If PEP 634 allowed the exact comparison operator to be specified for patterns (with at least "==" and "is" allowed), and patterns with such explicit operators allowed arbitrary primary expressions as PEP 642 proposes, that would indeed address the bulk of my concerns:

* literal patterns would be an unambiguous shorthand for a comparison pattern (always equality - see discussion below)
* attribute patterns would be an unambiguous shorthand for a comparison pattern (always equality)
* the implementation would have no need to reinvent a subset of expression compilation specifically for literal and attribute patterns, it could just use the parser to control the conversion of the restricted syntactic shorthand to the more general comparison pattern at the AST level
* the deferred ideas in PEP 642 (negated comparisons, containment checks) would all be just as applicable as deferred ideas for an updated PEP 634 that included comparison patterns (with the question mark free spellings "!=", "is not", "in" and "not in")

(To a first approximation, the code needed to implement this feature for PEP 634 is the code I already wrote to implement "?" and "?is" for PEP 642, and the code deletion notes in my branch would also generally apply)

I don't think that there will be any ambiguity between the unary "=="
pattern modifier and the real `==` operator. But if I am wrong, then we
can change the spelling:

    case ?None:
        print("None, or something weird that equals None")

    case ?is 1943.63:
        print("if you see this, the interpreter is caching floats")

(I don't love the question mark here, but I don't hate it either.)

The important thing here is that the cases with no sigil are the common
operations; the sigil is only needed for the uncommon case.

The tokeniser does struggle with "==" appearing after "=" or ":" in class patterns and mapping patterns, so you have to make sure to help it out with whitespace or parentheses.

That's why I didn't use it for PEP 642, but the whitespace sensitivity would be more tolerable if the explicit symbol was left out most of the time.

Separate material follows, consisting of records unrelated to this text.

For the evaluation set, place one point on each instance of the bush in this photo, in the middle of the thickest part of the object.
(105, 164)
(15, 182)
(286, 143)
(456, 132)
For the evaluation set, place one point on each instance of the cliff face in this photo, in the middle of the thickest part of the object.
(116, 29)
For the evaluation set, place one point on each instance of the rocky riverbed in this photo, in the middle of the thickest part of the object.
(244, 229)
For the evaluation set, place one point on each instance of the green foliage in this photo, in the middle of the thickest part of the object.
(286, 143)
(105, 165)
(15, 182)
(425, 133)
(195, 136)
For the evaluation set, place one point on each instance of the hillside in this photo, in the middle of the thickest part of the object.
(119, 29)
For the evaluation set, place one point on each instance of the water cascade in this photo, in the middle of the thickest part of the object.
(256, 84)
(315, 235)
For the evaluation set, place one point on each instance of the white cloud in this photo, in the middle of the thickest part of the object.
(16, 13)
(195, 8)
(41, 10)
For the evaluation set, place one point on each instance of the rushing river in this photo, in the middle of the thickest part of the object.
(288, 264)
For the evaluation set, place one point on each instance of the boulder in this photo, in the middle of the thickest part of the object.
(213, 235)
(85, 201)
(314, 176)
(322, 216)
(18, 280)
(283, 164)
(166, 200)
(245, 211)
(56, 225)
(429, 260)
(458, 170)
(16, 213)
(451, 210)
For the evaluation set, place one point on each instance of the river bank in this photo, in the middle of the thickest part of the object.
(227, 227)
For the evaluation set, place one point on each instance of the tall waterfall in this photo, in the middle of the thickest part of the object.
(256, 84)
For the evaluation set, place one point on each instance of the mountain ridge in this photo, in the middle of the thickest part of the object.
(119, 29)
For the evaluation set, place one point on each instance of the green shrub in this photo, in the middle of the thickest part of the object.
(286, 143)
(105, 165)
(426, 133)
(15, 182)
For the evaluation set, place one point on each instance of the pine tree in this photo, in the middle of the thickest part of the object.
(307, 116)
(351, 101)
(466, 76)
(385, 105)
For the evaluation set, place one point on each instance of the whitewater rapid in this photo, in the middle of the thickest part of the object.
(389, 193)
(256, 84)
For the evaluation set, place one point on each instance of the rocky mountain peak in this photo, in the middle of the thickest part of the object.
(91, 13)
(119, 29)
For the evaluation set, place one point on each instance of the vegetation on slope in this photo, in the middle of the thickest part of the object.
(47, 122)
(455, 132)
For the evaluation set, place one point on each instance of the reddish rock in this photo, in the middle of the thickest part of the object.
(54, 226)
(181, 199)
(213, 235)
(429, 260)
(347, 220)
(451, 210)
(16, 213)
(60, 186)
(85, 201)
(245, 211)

(4) Patterns which could conceivably be interpreted as assignment
targets default to capture patterns, because that's what is normally
wanted in pattern matching:

    case [1, spam, eggs]:
        # captures spam and eggs

If you don't want to capture a named value, but just match on it,
override it with an explicit `==` or `is`:

    case [1, ==spam, eggs]:
        # matches `spam` by equality, captures on eggs

As noted above, the current PEP 634 spec doesn't allow this, but if it did, then I agree it would adress most of the concerns that prompted me to write PEP 642.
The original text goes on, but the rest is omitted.